Wansink systematically dishes out precise prescriptions for every room in one's house and for danger zones in his other "key" settings. Ultimately, he wants us to think strategically about physical and behavioral design so that we can continue to pursue our natural tendency to eat mindlessly--but more wisely--in design-proofed settings. 


Mindless or Mindful?
So did the candy dish in our career center do more harm than good? My education continues. The answer was--apparently not. "This is a career center and those 'candies' are breath mints," remarked the woman in charge. "They do wonders for our students when they get up-close-and-personal with company recruiters." 


Mindful breath mints





Thursday, September 10, 2015

Mayhem in the Museum? The Downside of Neglecting Behavioral Design

The view from top to bottom

Watch your step when you descend the main staircase in the Jean-Noel Desmaris Pavilion in Montreal’s Museum of Fine Arts!
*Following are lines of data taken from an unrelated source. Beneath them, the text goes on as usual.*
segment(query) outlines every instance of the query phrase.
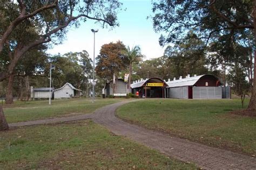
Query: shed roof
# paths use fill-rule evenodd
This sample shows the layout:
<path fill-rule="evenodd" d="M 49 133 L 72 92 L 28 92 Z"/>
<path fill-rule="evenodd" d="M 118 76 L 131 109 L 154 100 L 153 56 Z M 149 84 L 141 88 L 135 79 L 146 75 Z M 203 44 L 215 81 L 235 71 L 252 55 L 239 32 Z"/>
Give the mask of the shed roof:
<path fill-rule="evenodd" d="M 121 81 L 123 81 L 124 83 L 125 83 L 127 84 L 126 82 L 124 82 L 124 80 L 123 79 L 118 78 L 118 80 L 121 80 Z M 111 82 L 112 82 L 112 81 L 113 81 L 113 80 L 112 80 L 111 81 L 110 81 L 109 82 L 106 82 L 105 83 L 104 87 L 103 88 L 103 89 L 106 89 L 106 85 L 107 85 L 107 84 L 110 84 L 110 83 Z"/>
<path fill-rule="evenodd" d="M 150 79 L 142 80 L 137 83 L 132 83 L 131 84 L 131 88 L 132 89 L 139 88 L 147 82 L 164 83 L 166 86 L 168 86 L 161 79 L 158 77 L 152 77 Z"/>
<path fill-rule="evenodd" d="M 204 74 L 200 75 L 193 77 L 190 77 L 187 78 L 184 78 L 182 79 L 178 79 L 176 80 L 170 81 L 166 82 L 166 83 L 168 84 L 168 87 L 181 87 L 181 86 L 194 86 L 196 83 L 199 80 L 199 79 L 206 75 L 210 75 L 214 77 L 217 80 L 219 80 L 219 78 L 212 74 Z"/>
<path fill-rule="evenodd" d="M 79 89 L 78 89 L 76 88 L 75 87 L 73 86 L 73 85 L 72 85 L 70 83 L 66 83 L 66 84 L 64 84 L 63 86 L 62 86 L 60 88 L 54 90 L 54 91 L 57 91 L 57 90 L 60 90 L 60 89 L 63 89 L 63 87 L 64 87 L 66 85 L 69 86 L 71 88 L 71 89 L 72 89 L 73 90 L 82 91 L 81 90 L 79 90 Z"/>
<path fill-rule="evenodd" d="M 53 91 L 54 88 L 51 88 L 51 91 Z M 41 88 L 33 88 L 34 91 L 49 91 L 50 88 L 49 87 L 41 87 Z"/>

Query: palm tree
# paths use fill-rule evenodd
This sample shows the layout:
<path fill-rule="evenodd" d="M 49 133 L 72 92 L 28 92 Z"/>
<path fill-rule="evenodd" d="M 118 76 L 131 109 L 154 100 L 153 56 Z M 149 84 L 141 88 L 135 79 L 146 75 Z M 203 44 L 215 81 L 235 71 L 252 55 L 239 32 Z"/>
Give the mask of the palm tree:
<path fill-rule="evenodd" d="M 133 63 L 137 63 L 141 61 L 143 55 L 140 53 L 140 48 L 136 45 L 131 49 L 127 46 L 125 52 L 126 55 L 129 61 L 129 78 L 128 81 L 128 90 L 129 93 L 131 89 L 131 79 L 132 77 L 132 65 Z"/>

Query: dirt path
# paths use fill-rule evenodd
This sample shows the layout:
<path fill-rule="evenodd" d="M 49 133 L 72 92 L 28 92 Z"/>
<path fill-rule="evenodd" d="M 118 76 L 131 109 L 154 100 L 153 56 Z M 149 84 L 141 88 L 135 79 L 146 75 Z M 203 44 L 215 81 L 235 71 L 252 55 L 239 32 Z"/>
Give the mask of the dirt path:
<path fill-rule="evenodd" d="M 131 101 L 109 105 L 91 114 L 11 123 L 9 126 L 20 126 L 92 118 L 116 134 L 126 136 L 171 157 L 185 162 L 194 162 L 205 169 L 256 169 L 256 161 L 253 157 L 171 137 L 117 118 L 114 116 L 116 109 L 130 102 Z"/>
<path fill-rule="evenodd" d="M 256 169 L 253 157 L 207 146 L 124 122 L 114 116 L 116 109 L 125 103 L 111 104 L 98 110 L 93 121 L 117 135 L 125 136 L 171 157 L 194 162 L 205 169 Z"/>

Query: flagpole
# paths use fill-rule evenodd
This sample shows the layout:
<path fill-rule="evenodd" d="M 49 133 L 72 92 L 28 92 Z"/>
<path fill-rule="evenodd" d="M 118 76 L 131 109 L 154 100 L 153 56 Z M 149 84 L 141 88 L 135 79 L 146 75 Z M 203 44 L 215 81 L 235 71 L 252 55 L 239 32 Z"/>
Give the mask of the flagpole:
<path fill-rule="evenodd" d="M 51 105 L 51 63 L 50 66 L 50 90 L 49 90 L 49 104 Z"/>

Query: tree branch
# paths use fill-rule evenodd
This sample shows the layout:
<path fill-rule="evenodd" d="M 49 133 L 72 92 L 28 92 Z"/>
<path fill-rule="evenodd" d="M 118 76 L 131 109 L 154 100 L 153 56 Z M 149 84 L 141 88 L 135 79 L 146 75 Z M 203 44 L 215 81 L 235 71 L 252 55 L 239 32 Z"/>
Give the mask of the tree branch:
<path fill-rule="evenodd" d="M 228 17 L 227 17 L 225 15 L 223 15 L 221 12 L 220 12 L 215 7 L 214 5 L 211 5 L 210 8 L 215 12 L 218 16 L 220 17 L 222 19 L 223 19 L 225 21 L 227 22 L 227 23 L 230 23 L 233 26 L 234 29 L 254 29 L 254 26 L 252 25 L 239 25 L 237 23 L 234 22 L 232 22 L 230 20 Z"/>
<path fill-rule="evenodd" d="M 17 2 L 19 3 L 19 6 L 21 8 L 21 14 L 17 18 L 16 18 L 14 21 L 12 21 L 12 22 L 11 22 L 11 23 L 8 26 L 5 32 L 3 34 L 3 36 L 2 37 L 2 39 L 0 40 L 0 53 L 2 52 L 4 42 L 5 42 L 6 39 L 8 38 L 8 37 L 11 34 L 11 32 L 14 30 L 14 29 L 19 23 L 22 22 L 25 19 L 32 17 L 43 11 L 48 10 L 49 9 L 55 8 L 58 5 L 58 1 L 56 0 L 53 4 L 44 6 L 35 10 L 33 12 L 31 12 L 27 15 L 25 15 L 25 7 L 23 3 L 23 1 L 18 0 Z"/>

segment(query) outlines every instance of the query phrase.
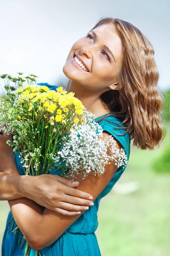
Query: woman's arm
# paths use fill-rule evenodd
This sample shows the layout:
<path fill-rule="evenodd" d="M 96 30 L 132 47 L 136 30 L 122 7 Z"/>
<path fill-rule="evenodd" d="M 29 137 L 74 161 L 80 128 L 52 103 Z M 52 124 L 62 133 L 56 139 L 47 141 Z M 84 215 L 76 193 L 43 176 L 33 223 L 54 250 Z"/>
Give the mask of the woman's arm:
<path fill-rule="evenodd" d="M 20 175 L 12 148 L 6 143 L 11 140 L 3 130 L 0 132 L 0 200 L 27 198 L 38 204 L 61 214 L 72 215 L 88 205 L 91 195 L 77 189 L 68 179 L 58 175 Z M 90 198 L 89 198 L 90 197 Z M 79 205 L 72 204 L 76 199 Z M 72 211 L 68 210 L 72 207 Z"/>
<path fill-rule="evenodd" d="M 102 139 L 110 134 L 107 132 L 103 134 Z M 119 142 L 116 146 L 120 149 Z M 102 175 L 94 176 L 91 172 L 85 180 L 79 179 L 79 188 L 91 194 L 94 200 L 106 187 L 117 169 L 117 166 L 111 163 L 106 166 L 105 172 Z M 17 199 L 9 203 L 20 229 L 31 247 L 36 250 L 51 244 L 84 212 L 82 211 L 77 216 L 64 216 L 46 208 L 43 210 L 35 202 L 27 199 Z"/>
I nearly wiped out because there was no obvious cue that registers stair depth. The white bands at the front edge of each stair are supposed to signal their  front edge, but from the top of the staircase the arrangement pays greater homage to form (i.e., a cool design) than function (your safety). When I got to the bottom of the staircase, I looked back up the stairs. That’s when they revealed their true topography.

The view from bottom to top
That design choice seemed troubling given the museum’s predominantly older demographic. At the Musee des Beaux Arts, seniors typically pay full freight. Price breaks, in fact, target patrons under 31.  (Of course, if you sport a walker or are otherwise inclined, you take the elevator.)

The staircase would prove suitable grist for Don Norman’s seminal study, The Design of Everyday Things. It’s a deeply insightful marriage of behavior and design, of form and function. The author would no doubt consider those white bands as inept “signifiers.” Signifiers, he notes, deploy design to signal attributes, including what actions are possible and how to undertake them.
A social science classic, the book has received its due from behavioral economist Richard Thaler and social scientist Cass Sunstein, who credit it for inspiring elements of their own approach to creating conditions that nudge people in the direction of constructive behavior.

While many of Norman’s examples explore misplaced design that leads to awkwardness and inefficiency, he devotes less attention to design that is downright dangerous. The "Beaux Arts" stairs certainly qualify here. “Museums are repositories where form trumps function,” a friend remarks. “The Beaux Arts has certainly proved that here.”


*Designed by Canadian architect Moshe Safdie, the modernist Jean-Noel Desmaris Pavilion and its challenging stairway have greeted visitors since 1991.